Le front de la guerre en Ukraine a beaucoup changé au cours de l’année écoulée. On est passé d’une invasion censée permettre aux Russes de prendre rapidement Kiev à un long conflit, ressemblant à une guerre de tranchées. Derrière ce changement d’apparence, plusieurs grandes batailles qui ont marqué cette première année d’un conflit sanglant au cœur de l’Europe.
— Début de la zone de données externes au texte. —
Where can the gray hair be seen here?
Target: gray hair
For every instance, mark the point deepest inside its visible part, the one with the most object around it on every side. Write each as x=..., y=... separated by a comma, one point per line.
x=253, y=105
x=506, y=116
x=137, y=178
Le 24 février 2022, l’armée russe prend d’assaut Kiev avec l’intention d’y mettre fin rapidement. Un an plus tard, le conflit s’enlise et l’Ukraine – soutenue militairement par l’Occident – est même parvenue à reprendre une partie du territoire conquis par la Russie au début de la guerre.
L’échec de la Russie à atteindre ses objectifs initiaux ne s’est pas produit du jour au lendemain. France 24 a demandé à deux experts militaires – Gustav Gressel, spécialiste des questions militaires russes au Conseil européen des relations internationales basé à Berlin, et Sim Tack, analyste militaire pour Forces Analysis, une société d’observation des conflits – leur avis sur les principales batailles qui a amené les forces opposées à la situation actuelle.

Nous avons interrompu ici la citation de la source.